DETAILED DESCRIPTION OF THE INVENTION

[0015] Preliminarily, it should be noted that the following description will start from a preferred embodiment of the invention. As will be evident to anyone skilled in the art, however, the invention is not limited to this particular embodiment.

[0016] Figure 1 illustrates a schematic side view of a gravity pile 10 according to the present invention. As can be seen, the gravity pile 10 of the present invention has an elongated main body 20. Preferably, the elongated main body 20 has a cylindrical shape with a tapered lower end. The tapered lower end facilitates penetration of the gravity pile 10 into the seabed.

[0017] Additionally, the gravity pile 10 according to the present invention comprises a plurality of radial fins 30 projecting outward from the elongated main body 20, the radial fins 30 being distributed along the length of the elongated main body 20.

[0018] The radial fins 30 increase the load capacity of the gravity pile 10 as the thrust exerted by the differential pressure P2 - P1 between the upper and lower walls of each radial fin 30 will generate a resultant upward force, as illustrated in figure 2 Thus, the sum of the force resulting from each of the radial fins 30 will considerably increase the resistance to loading of the gravity pile 10.

[0019] As an example, for a 1m diameter gravity pile equipped with 30 radial fins, where each fin is 3cm thick and projects 3cm out of the anchor body, the loading resistance will be approximately 5 times greater than the than that of a gravity anchor with the same dimensions without radial fins.

[0020] Preferably, the radial fins 30 are circular fins, that is, they have a circular-shaped cross section. It is worth noting, however, that the radial fins 30 can have other cross-sectional shapes, such as elliptical, hexagonal, pentagonal, etc. Thus, it is clear that the present invention is not limited to a circular cross-sectional shape for the radial fins 30.

[0021] Still preferably, the radial fins 30 comprise a cylindrical shaped body, with a circular cross-section and a thickness determined in order to maximize the force resulting from the pressure differentials of each fin.

[0022] Optionally, gravity pile 10 of the present invention will comprise longitudinal fins 40 to stabilize its downward movement to the seabed. Preferably, the longitudinal fins are positioned in the upper portion of the gravity pile 10.

[0023] In this way, the gravity pile of the present invention is adapted to support a higher load than a conventional torpedo base. Thus, depending on the load to be supported, there is no need to replace them with conductive casing tubes, which generates significant savings for the well project as a whole.

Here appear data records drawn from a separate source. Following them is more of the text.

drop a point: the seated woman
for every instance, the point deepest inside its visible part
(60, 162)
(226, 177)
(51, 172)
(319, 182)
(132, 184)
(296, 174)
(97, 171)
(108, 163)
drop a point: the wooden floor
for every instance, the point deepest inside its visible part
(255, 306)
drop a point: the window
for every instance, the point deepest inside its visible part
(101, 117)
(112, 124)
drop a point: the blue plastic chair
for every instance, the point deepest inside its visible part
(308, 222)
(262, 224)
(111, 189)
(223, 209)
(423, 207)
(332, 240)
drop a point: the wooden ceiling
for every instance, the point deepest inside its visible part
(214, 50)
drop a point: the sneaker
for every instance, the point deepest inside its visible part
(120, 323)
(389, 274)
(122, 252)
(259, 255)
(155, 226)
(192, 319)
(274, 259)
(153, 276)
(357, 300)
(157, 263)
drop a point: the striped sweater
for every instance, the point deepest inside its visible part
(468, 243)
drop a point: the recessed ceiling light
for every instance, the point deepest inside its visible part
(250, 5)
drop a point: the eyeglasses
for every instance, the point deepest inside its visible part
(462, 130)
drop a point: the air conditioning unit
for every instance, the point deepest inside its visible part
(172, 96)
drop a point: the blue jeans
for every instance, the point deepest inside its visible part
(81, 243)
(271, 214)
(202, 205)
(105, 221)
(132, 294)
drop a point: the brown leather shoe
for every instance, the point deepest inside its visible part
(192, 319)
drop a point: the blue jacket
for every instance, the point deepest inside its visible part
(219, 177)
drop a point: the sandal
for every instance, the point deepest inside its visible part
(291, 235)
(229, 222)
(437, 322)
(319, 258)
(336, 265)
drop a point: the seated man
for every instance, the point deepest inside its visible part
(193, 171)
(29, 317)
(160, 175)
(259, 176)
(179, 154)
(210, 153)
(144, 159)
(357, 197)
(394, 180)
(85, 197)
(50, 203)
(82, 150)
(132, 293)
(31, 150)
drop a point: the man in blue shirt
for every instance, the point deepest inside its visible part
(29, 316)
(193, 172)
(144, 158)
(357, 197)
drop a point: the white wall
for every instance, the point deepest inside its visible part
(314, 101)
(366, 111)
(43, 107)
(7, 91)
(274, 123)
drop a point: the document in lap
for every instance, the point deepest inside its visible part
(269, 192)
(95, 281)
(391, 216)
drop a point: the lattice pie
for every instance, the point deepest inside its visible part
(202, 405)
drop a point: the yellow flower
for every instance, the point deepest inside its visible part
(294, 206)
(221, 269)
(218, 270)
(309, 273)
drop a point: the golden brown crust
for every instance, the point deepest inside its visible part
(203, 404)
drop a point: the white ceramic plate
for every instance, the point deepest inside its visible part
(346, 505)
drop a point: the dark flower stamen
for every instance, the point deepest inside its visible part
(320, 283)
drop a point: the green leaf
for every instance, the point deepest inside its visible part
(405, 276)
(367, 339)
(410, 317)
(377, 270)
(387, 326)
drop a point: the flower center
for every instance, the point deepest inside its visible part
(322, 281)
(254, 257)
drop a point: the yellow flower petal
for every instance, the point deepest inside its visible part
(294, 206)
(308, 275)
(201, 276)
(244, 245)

[0024] Numerous variations affecting the scope of protection of this application are permitted. In this way, the fact is reinforced that the present invention is not limited to the particular configurations/embodiments described above.

Claims (6)

1. Gravity pile (10) for anchoring coatings on the seabed, comprising an elongated main body (20), characterized by comprising a plurality of radial fins (30) projecting outwards from the elongated main body (20), the fins radials (30) being distributed along the length of the elongated main body (20). 2. Gravity pile, according to claim 1, characterized in that the radial fins (30) comprise a circular cross section. 3. Gravity pile, according to claim 1 or 2, characterized in that the radial fins (30) comprise a cylindrical shape. 4. Gravity pile, according to any one of claims 1 to 3, characterized in that it comprises longitudinal fins (40). 5. Gravity pile, according to claim 4, characterized in that the longitudinal fins (40) are positioned in the upper portion of the gravity pile (10). 6. Gravity pile, according to any one of claims 1 to 5, characterized in that it comprises a tapered lower end.